Visa Inc said on Wednesday that it has agreed to buy CyberSource Corp , a technology company that processes online payments, in a bid to increase its e-commerce business.

Visa, the world's largest credit and debit card processor, will pay $26 a share, or about $2 billion, for CyberSource.

The deal, which is expected to close in Visa's fiscal fourth quarter, will dilute its earnings for that quarter by about 4 cents to 5 cents a share.

CyberSource, which has an 11-year partnership with Visa, currently helps process about 25 percent of all online commerce transactions in the United States.

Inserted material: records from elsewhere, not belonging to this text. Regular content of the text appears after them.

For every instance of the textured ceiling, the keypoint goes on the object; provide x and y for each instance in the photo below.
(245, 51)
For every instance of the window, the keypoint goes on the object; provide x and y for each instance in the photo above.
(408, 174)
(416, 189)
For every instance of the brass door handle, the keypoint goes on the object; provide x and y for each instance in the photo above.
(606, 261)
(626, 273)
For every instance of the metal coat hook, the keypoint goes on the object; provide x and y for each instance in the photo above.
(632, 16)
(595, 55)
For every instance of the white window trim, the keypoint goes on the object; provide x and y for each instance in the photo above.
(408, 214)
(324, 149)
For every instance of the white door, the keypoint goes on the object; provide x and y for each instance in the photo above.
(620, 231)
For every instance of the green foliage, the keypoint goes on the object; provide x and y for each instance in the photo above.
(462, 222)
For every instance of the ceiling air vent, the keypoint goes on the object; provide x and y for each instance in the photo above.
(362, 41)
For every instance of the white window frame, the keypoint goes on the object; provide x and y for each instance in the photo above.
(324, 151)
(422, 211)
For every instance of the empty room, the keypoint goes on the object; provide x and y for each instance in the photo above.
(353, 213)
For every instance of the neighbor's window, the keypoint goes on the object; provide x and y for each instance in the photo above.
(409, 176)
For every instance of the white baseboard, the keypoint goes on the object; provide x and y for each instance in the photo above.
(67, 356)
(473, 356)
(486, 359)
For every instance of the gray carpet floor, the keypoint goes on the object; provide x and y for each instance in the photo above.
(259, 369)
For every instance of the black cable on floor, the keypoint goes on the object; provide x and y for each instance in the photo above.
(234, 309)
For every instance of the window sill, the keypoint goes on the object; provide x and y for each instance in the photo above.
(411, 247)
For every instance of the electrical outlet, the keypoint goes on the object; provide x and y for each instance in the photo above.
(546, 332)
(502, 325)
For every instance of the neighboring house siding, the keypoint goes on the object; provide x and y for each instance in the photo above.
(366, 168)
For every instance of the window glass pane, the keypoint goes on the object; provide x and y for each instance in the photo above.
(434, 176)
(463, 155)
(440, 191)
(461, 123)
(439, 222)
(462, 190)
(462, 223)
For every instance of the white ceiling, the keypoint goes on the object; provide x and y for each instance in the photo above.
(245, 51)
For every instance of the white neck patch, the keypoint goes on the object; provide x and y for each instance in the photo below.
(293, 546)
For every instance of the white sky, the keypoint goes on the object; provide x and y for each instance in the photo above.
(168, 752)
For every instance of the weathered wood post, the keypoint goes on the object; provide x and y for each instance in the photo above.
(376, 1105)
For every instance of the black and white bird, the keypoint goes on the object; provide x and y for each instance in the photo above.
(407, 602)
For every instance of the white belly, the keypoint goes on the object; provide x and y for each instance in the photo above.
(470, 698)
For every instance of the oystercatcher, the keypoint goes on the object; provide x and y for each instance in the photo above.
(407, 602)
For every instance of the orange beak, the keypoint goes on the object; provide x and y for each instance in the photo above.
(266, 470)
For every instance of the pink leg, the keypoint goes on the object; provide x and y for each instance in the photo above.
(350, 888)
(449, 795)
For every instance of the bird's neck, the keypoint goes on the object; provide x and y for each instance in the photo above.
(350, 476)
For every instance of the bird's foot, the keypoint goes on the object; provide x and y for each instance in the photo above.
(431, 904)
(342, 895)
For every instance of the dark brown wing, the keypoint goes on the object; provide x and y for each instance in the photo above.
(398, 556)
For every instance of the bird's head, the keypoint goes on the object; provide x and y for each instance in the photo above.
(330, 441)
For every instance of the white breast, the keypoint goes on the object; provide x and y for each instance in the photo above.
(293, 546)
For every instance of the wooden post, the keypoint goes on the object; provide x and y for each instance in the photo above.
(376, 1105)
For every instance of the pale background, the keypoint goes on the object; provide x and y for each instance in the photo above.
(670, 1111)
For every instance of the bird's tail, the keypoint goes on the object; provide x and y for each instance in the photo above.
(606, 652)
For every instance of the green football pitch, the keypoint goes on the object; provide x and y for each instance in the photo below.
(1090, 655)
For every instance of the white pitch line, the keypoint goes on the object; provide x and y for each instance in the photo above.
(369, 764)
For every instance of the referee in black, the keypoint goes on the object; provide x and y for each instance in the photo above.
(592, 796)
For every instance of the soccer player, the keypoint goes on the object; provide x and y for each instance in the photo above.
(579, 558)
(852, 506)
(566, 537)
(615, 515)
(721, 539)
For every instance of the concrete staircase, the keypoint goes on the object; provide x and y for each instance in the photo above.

Its 295,000 merchant clients include British Airways , Home Depot , Facebook and Google .

Visa said the deal would increase the amount of online payments it processes and the resulting business for its client banks, which issue Visa credit and debit cards.

E-commerce is an area of increasing focus and competition for Visa and its rival MasterCard Inc , as more consumers shift their shopping habits online, often to competitors such as eBay Inc's PayPal unit.

Last week Ajay Banga, who will become MasterCard's next chief executive in July, also named innovation in e-commerce and other new types of payment technology as priorities for the company (nN12177969). MasterCard said is has created a new global research-and-development arm to work on such innovation.

CyberSource's president and chief executive, Michael Walsh, is expected to remain with Visa and continue to oversee his company's operations after the deal closes.